For the examples in the OP it can be used in the following way:
# 1. example:
b = np.random.randint(0, 1000, size=(3, 10, 3))
v = np.random.randint(-9, 10, size=3) # Indexing into `b.shape[1]`.
result = sliced_reduce(b, np.zeros_like(v), v, np.add)
# 2. example:
b = np.random.randint(0, 1000, size=(98, 3, 300, 3))
v = np.random.randint(-299, 300, size=(32, 98, 3)) # Indexing into `b.shape[2]`; one additional leading dimension for `v`.

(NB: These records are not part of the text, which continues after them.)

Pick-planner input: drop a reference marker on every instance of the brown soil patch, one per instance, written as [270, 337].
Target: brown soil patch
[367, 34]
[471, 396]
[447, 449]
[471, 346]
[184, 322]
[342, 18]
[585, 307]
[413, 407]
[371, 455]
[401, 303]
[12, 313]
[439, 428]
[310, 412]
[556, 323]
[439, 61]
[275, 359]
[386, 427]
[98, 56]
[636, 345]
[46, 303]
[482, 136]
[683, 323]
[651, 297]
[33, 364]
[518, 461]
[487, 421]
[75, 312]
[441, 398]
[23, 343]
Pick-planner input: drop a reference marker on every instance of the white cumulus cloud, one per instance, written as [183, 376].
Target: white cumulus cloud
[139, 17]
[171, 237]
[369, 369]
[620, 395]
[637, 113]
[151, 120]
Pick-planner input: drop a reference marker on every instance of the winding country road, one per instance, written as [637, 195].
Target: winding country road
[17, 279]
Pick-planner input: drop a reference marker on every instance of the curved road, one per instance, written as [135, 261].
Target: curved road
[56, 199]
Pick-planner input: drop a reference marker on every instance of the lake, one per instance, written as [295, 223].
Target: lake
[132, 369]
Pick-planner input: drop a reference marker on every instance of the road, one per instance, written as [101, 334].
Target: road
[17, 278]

result = sliced_reduce(b, np.zeros_like(v), v, np.add, axis=2)
Notes
Reversing the order of flat index pairs in order to have even < odd and thus shortcut every second computation with a no-op doesn't seem to be a good idea (probably because the flattened array is not traversed in memory layout order anymore). Removing this part and using the flat indices in ascending order gives a performance increase of about 30% (also for the perfplots, though not included there).
For what it's worth, here's a one-liner. No promises that this is the most efficient version, because it does a lot more addition than necessary:
In [25]: b.cumsum(axis=1)[np.arange(b.shape[0]), v-1]
Out[25]:
array([[3., 1., 4.],
[4., 2., 3.],
[3., 0., 1.]])
(Also be aware that it doesn't correctly handle a 0 in v.)